St. Urbans-Hof Goldtröpfchen Piesport Kabinett Riesling 2009, Mosel, Germany, $22.99, 8 percent abv.
Yeah, say that name three times fast. Rich, elegant nose of ripe fruit. But in the mouth the sweet is balanced by acidic, fresh pineapple notes and a soothing, chalky, mineral finish. This is a Riesling that wants to be your loud best friend.
Dr. F. Weins-Prüm Estate Riesling 2009, Mosel, Germany, $17.99, 11.5 percent abv.
Classic Riesling that’s affable but quieter and more subtle than the St. Urbans-Höf. Crisp, mineral, refreshing, but the hint of sweetness is still there.
Château de Montfort Vouvray Demi-Sec 2010, Loire, France, $ 14.99, 11.5 percent abv.
Made from the chenin blanc grape, the source of wonderful dry whites. This demi-sec is fruity but crisp.
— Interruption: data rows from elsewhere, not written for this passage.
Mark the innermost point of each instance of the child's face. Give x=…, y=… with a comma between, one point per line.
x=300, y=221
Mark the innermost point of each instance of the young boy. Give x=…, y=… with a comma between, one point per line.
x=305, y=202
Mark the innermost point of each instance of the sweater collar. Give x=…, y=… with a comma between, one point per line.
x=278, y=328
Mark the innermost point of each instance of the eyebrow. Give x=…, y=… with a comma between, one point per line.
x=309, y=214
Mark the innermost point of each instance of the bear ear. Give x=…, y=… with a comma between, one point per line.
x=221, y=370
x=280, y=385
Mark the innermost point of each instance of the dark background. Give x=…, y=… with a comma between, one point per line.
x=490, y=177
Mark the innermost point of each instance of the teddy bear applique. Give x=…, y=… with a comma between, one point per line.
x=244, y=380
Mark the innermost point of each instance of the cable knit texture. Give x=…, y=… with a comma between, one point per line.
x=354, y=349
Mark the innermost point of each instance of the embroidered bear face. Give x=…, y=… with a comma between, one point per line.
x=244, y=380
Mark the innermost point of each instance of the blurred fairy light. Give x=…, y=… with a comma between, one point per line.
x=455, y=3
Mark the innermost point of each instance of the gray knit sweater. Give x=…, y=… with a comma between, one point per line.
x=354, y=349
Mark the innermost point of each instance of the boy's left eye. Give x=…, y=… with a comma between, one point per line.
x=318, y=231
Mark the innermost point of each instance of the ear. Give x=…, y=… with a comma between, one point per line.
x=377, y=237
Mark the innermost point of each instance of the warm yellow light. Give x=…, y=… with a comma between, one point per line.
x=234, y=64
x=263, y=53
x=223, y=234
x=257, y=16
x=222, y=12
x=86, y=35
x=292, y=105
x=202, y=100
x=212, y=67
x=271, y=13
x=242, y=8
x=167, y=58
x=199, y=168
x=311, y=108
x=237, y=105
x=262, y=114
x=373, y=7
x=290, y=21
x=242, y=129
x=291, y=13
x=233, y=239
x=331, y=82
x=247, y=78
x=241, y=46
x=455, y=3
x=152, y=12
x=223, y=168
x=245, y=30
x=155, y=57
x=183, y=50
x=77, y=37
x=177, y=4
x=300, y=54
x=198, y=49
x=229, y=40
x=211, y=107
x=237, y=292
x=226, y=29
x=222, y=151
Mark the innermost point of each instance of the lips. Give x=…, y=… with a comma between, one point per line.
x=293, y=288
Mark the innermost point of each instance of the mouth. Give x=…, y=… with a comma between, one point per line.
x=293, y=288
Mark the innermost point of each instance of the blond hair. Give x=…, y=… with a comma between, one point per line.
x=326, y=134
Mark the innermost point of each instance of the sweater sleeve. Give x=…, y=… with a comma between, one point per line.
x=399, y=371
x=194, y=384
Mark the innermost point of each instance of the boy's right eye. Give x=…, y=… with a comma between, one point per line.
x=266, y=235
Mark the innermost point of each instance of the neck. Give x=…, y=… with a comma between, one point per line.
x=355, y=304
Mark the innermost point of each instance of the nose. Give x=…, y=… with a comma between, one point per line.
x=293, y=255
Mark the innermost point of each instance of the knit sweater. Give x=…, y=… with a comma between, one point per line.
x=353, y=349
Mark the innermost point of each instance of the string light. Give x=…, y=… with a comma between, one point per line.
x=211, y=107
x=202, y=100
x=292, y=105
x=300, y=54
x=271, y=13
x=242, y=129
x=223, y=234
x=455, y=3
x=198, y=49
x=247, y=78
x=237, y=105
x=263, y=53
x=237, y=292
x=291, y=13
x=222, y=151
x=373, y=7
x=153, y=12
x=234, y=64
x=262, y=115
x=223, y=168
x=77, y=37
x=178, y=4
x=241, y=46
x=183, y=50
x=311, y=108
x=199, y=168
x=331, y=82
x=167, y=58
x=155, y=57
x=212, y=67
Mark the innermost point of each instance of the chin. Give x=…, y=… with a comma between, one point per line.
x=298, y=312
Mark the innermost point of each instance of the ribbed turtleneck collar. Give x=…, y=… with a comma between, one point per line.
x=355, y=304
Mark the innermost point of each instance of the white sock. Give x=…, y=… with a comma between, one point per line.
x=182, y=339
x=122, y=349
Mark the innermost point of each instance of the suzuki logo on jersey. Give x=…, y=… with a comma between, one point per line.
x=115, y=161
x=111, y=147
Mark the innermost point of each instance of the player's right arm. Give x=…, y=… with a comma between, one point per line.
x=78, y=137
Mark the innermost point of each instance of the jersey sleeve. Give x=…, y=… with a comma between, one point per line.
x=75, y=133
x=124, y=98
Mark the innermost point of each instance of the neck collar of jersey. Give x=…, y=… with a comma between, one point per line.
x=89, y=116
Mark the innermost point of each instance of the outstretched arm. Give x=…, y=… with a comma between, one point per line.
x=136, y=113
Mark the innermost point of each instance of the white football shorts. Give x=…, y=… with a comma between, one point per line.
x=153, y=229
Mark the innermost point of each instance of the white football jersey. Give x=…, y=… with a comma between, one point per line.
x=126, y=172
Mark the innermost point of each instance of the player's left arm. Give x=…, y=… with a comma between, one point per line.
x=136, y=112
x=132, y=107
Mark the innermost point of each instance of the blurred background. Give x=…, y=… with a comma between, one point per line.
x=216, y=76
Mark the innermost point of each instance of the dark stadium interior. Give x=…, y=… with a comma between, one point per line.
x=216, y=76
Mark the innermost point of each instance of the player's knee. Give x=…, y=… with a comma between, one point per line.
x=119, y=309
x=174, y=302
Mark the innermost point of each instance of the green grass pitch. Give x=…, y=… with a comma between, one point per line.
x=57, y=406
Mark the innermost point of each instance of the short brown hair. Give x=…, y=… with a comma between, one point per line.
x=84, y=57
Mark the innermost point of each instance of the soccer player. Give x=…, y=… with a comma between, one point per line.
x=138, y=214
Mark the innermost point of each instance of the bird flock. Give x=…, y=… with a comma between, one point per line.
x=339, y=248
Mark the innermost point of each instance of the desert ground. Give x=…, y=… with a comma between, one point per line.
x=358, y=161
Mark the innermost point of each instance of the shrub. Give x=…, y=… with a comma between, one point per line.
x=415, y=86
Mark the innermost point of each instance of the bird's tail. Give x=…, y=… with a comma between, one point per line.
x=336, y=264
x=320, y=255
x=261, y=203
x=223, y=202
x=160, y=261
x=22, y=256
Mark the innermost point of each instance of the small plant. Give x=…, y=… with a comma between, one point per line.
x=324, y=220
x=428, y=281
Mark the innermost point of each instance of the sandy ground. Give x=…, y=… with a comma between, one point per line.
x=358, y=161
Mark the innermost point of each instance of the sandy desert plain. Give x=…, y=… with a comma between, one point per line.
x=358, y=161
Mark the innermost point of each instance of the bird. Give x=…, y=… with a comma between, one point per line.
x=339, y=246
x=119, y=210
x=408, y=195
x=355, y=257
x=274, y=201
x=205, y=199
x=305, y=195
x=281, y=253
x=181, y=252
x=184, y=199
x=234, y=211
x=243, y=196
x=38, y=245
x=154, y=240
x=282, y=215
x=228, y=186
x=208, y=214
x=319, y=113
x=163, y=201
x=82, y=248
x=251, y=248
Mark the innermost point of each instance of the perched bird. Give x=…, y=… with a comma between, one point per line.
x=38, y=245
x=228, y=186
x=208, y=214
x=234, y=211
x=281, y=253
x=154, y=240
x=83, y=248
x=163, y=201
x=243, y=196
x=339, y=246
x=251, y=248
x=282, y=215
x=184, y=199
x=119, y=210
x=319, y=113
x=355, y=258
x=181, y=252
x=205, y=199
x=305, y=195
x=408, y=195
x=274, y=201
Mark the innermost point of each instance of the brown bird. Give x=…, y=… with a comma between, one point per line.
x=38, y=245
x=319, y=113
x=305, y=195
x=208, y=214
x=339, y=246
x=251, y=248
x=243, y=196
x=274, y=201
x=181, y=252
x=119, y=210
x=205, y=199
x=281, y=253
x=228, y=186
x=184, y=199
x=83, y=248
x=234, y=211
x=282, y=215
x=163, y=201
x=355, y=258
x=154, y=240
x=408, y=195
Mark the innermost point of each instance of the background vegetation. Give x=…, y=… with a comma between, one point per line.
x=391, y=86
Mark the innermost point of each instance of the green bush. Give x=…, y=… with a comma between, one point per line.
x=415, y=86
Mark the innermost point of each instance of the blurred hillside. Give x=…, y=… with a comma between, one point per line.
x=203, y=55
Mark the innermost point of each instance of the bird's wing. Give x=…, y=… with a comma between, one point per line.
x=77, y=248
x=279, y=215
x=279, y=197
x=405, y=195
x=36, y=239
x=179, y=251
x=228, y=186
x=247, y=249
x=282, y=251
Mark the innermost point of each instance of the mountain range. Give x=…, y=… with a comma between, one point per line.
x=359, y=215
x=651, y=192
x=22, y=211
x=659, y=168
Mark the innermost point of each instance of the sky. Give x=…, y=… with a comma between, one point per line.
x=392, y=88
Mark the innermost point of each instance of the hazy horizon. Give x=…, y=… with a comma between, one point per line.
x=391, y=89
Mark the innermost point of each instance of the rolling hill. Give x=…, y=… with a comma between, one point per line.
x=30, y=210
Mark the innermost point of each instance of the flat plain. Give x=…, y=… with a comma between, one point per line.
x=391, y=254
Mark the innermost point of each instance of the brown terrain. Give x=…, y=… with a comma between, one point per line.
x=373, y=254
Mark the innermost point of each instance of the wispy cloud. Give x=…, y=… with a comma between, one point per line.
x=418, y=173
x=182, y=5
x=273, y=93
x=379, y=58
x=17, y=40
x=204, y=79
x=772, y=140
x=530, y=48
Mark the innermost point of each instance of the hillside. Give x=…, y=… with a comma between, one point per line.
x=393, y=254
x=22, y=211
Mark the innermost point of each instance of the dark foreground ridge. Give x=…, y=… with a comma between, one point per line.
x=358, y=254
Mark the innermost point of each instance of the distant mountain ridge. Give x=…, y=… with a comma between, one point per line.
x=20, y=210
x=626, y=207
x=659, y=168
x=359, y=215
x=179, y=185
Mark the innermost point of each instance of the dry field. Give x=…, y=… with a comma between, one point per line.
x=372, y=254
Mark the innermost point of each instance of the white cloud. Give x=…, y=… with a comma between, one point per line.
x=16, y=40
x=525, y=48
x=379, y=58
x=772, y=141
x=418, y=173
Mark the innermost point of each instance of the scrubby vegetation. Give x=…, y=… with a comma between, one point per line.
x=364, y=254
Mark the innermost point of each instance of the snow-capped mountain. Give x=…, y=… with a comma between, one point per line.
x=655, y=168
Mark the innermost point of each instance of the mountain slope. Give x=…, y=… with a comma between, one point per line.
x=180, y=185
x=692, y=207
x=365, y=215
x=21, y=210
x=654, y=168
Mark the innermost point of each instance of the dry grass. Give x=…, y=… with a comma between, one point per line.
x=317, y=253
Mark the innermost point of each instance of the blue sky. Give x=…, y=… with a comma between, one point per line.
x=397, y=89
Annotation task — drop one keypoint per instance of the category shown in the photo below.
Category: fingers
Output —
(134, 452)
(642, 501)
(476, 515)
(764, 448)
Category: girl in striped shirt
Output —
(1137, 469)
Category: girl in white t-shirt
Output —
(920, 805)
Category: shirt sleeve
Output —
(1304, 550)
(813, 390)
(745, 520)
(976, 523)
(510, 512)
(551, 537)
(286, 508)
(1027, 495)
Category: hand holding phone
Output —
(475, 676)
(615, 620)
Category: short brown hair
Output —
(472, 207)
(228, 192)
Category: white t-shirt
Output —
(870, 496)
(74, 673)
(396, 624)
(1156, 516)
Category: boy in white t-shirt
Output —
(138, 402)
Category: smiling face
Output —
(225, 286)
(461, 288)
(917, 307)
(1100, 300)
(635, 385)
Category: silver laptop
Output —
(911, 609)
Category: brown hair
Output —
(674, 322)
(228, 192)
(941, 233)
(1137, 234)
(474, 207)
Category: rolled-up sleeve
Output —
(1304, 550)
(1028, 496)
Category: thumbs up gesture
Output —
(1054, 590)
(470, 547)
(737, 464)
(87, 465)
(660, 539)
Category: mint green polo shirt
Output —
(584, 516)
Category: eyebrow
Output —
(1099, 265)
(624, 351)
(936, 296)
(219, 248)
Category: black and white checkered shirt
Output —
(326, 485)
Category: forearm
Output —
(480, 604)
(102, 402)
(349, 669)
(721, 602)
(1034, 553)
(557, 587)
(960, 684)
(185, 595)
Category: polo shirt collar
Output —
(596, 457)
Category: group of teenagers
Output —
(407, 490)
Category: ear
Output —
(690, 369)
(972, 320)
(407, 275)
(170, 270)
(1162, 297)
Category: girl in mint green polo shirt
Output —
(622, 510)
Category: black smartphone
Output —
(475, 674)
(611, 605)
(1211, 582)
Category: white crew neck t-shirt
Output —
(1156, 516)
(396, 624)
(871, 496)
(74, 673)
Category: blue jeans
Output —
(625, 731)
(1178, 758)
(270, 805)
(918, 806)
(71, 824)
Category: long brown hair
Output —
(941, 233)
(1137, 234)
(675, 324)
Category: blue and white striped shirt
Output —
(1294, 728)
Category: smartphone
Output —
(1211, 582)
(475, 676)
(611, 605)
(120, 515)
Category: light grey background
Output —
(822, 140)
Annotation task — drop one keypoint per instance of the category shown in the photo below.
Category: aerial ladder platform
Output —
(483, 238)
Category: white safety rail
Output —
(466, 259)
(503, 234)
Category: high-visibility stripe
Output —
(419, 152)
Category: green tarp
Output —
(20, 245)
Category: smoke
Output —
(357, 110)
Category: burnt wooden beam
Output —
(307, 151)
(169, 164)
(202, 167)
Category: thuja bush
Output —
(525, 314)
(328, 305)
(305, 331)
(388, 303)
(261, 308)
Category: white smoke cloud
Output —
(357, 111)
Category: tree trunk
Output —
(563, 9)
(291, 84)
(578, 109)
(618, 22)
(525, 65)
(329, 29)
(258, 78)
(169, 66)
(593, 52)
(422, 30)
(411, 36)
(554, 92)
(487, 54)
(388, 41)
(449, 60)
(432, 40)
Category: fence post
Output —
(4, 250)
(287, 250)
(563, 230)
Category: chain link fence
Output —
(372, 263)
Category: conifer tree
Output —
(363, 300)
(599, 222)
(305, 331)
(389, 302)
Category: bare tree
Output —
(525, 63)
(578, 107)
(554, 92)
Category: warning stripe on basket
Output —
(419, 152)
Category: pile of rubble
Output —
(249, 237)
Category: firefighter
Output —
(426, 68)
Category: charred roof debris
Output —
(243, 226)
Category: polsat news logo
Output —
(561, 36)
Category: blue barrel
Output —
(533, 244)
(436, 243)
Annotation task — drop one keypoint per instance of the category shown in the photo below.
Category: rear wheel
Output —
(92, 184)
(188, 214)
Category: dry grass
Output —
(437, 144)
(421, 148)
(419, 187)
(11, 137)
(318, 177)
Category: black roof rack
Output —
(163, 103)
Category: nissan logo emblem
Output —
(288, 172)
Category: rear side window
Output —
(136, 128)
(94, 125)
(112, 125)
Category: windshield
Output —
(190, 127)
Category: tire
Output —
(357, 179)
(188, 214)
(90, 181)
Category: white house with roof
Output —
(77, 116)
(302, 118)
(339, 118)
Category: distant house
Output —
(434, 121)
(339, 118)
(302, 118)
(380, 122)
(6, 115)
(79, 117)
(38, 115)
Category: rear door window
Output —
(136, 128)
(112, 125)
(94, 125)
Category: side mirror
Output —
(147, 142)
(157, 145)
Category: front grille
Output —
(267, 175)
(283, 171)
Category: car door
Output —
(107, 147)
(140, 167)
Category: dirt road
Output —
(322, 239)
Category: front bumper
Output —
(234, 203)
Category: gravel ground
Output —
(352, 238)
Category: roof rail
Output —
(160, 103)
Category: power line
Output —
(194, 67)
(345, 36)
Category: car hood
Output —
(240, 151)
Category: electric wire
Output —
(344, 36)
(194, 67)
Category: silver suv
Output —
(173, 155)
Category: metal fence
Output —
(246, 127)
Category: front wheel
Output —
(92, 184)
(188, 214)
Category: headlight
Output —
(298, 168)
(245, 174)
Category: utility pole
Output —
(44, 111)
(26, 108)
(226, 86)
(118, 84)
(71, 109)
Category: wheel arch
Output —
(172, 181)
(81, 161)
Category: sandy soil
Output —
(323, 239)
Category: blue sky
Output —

Served chilled, it would be nice to sip on the patio on a sunny afternoon.
Willm Gewürztraminer Reserve 2009, Alsace, France, $17.99, 13 percent abv.
Alsace is a producer of reliable off-dry and sweet wines, and the tongue-twister gewürztraminer grape is one of the region’s mainstays. Clean and crisp but with rich lychee fruit — the classic telltale aroma of this grape. “When I drink this, I feel like a child of sunshine and energy,” one of my hippieish friends exclaimed upon drinking this.
Château Bastor-Lamontagne Sauternes 2007, Bordeaux, France, $11.99 (375 ml), 13.5 percent abv (not pictured).
Sauternes is usually pricey, but this one, available in half-bottles, is an amazing value. An excellent introduction to the unique, complex wines made from “noble rot.” We’re talking about an old-fashioned kind of sweet, a taste from another era.